Chronicles of Swallowbush – An exercise in user tracking

Users – we have all been one at some point in our lives. The concept of being one is very straight forward. We users navigate to a site and are unknowingly a part of a case study being conducted by a person or group of people controlling the website we have chosen to land on. Our habits, search phrases, and personal information (I’m not talking credit cards…) are all subject to the developer’s needs and intelligence; if they choose to keep track of who I am and what I like on their site it will be very beneficial to them. This is the first in a possible series of more technical journeys into Swallowbush, and PHP in general. I plan to open up the door to show you how and why things are tracked, and what benefit you can take from that.In a previous post, CoS: Popularity Contest, I made reference to the fact that I tracked a majority of the users that hit my site and tallied their habits. What purpose did it serve for me to see what was touched on my server and more so what did I choose to do with that information once I had accumulated it? The short answer is that I used that information to improve my site. The long answer follows.

Blogs

When it comes to blogs, they are often rants. Popularity doesn’t really drive them too much, or does it? From what I have put together they are a conduit into the brain of the writer. It has been said that there has never in human history been so many people who’s thoughts and opinions are published and or available to be seen, and I think its important to make it clear that this is not referring to an accumulation of writings, that’s purely referring to living and publicly available writers. What this means is that there is a lot of shit out there, because the average reading/writing level is still below 10th grade; in other words – popularity allows you to know what’s good and what’s not.

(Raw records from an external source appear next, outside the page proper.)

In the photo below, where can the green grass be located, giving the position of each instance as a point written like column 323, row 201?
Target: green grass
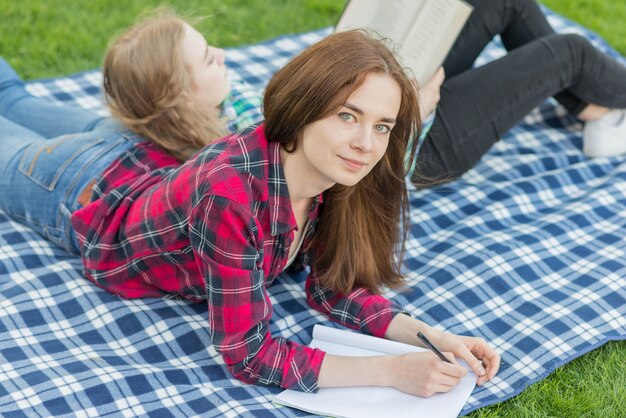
column 48, row 38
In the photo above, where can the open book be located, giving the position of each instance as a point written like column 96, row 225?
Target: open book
column 375, row 402
column 424, row 30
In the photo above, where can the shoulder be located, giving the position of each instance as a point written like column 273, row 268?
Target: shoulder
column 235, row 167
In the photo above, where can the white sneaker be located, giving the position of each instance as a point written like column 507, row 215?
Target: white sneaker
column 606, row 137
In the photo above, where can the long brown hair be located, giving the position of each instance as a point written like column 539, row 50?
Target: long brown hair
column 147, row 86
column 358, row 236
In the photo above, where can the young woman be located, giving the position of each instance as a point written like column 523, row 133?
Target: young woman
column 321, row 183
column 476, row 106
column 162, row 83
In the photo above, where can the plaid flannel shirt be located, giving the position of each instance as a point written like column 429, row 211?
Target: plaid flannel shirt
column 217, row 228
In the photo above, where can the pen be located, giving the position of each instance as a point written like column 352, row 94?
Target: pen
column 432, row 347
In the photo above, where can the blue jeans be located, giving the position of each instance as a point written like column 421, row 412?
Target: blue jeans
column 48, row 155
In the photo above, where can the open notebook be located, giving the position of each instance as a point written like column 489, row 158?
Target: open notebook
column 375, row 402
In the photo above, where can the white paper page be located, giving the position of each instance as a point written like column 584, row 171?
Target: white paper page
column 391, row 19
column 373, row 401
column 432, row 35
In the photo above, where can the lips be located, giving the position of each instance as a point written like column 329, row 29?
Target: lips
column 353, row 164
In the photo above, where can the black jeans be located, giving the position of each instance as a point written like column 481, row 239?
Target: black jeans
column 479, row 105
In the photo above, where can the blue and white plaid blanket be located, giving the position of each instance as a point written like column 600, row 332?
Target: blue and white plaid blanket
column 526, row 250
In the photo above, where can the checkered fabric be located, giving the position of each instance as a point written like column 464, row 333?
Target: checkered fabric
column 526, row 250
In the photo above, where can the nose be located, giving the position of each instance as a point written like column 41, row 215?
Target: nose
column 221, row 56
column 363, row 139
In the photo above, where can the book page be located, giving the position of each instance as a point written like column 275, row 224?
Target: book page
column 391, row 19
column 373, row 402
column 432, row 35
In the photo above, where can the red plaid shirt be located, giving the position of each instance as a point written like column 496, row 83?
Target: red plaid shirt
column 219, row 228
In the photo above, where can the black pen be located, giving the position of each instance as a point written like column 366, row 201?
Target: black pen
column 432, row 347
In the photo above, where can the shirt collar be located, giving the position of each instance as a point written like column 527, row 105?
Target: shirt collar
column 281, row 213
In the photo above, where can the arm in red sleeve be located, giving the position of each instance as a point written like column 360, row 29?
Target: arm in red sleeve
column 228, row 243
column 360, row 309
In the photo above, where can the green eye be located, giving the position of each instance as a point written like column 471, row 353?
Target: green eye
column 346, row 116
column 383, row 129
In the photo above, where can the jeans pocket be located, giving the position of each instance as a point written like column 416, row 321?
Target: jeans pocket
column 45, row 163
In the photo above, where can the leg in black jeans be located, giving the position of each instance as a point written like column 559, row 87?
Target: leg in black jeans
column 478, row 106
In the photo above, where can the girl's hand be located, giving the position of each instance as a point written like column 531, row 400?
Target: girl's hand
column 424, row 374
column 481, row 358
column 430, row 93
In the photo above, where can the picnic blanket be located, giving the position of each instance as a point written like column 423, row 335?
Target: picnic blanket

On Swallowbush I took a lot of time to make sure that my posts would be viable and necessary (occasionally) and would go out of my way to link important things that I had come across along the way. There was however the whole issue of what should I blog. Topics ranged from PHP, obviously, to programming to politics, the people I interacted with during a day or … life in general and I was always wondering what people really wanted to read about on my site. For what It’s worth, this is my first actual blog that I was able to get email responses from and they help a bunch.

The dilemma was pretty straight forward. I needed to see what people were looking at on my blog. The entries before this would clearly not have their past tracked, so the data would be skewed to a degree, but from that point forward I was able to actually see what was popular to my viewers.

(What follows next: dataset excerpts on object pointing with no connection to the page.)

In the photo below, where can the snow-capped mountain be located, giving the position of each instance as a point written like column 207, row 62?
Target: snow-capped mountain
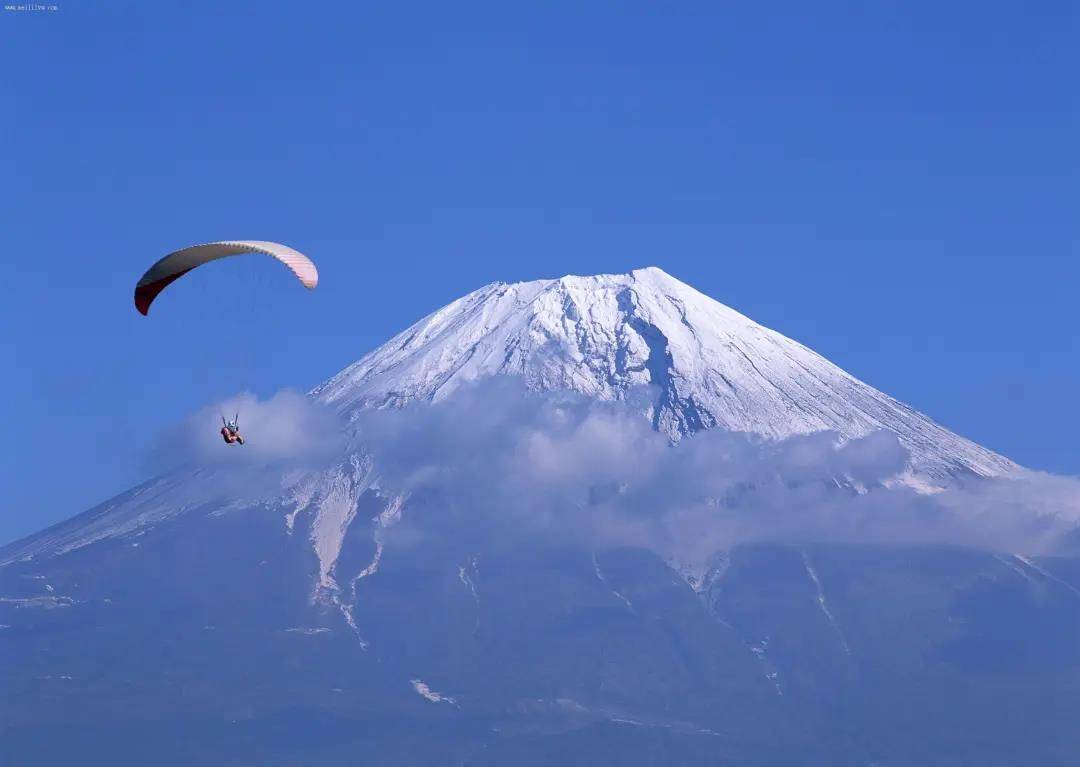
column 604, row 335
column 238, row 610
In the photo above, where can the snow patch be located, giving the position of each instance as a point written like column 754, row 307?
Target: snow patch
column 424, row 691
column 823, row 604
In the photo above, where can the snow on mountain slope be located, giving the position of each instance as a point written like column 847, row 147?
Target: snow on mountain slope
column 603, row 335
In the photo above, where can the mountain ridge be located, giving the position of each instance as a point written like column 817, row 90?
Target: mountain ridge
column 606, row 335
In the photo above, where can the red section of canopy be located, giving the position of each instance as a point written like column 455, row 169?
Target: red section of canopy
column 146, row 294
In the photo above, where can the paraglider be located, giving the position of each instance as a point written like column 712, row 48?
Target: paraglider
column 179, row 263
column 230, row 431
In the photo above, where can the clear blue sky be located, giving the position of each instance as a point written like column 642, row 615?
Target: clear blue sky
column 893, row 184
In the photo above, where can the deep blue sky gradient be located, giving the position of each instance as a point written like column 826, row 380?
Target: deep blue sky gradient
column 893, row 184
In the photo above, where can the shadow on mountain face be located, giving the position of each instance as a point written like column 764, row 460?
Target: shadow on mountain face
column 200, row 643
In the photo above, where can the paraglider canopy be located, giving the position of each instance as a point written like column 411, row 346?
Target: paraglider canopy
column 179, row 263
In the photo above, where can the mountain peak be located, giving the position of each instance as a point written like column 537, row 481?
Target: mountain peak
column 605, row 335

Side note – if you are going to undertake this please make sure you are going to have enough disk space for your database. The fact that you can have unlimited databases wont matter if they take over your hard drives. Just a word to the wise, data mining is expensive; if you don’t cover your bases you will have a website that’s full of statistics and nothing to really look at beyond that. At its peak, Swallowbush was getting about 1100 unique hits a day during my initial HL2 Development cycle, when I was idling during the summer it dropped off to around 600 a day, but that was plenty to keep the view counters rolling to the point that a drive crashed on my server and I lost a considerable amount of the information, go figure.

The code was simple. I created a table in my database that would hold the data that was going to start accumulating. The table was pretty simple:

CREATE TABLE `views` (
`View_ID` INT( 11 ) UNSIGNED ZEROFILL NOT NULL AUTO_INCREMENT PRIMARY KEY ,
`View_Timestamp` INT( 11 ) UNSIGNED NOT NULL ,
`View_Type` INT( 3 ) UNSIGNED NOT NULL ,
`View_IP` VARCHAR( 15 ) NOT NULL ,
`View_Key` INT( 11 ) UNSIGNED NOT NULL
) ENGINE = MYISAM ;
  • View_ID
    Unique integer ID for each entry. Primary Key & Unsigned
  • View_TimeStamp
    Integer timestamp from the time() or mktime() function for date & other book keeping
  • View_Type
    I used the view type as a key to keep my various parts segregated. The value was determined by the section that was being tallied, and was expandable as needs required.
  • View_IP
    The users IP address. I used this to be able to use my current log of web requests on my server as a map of traffic, where it came from and who sent them to me. It was also very helpful in tracking ill intended people or so called hackers.
  • View_Key
    the index key of the element they looked at.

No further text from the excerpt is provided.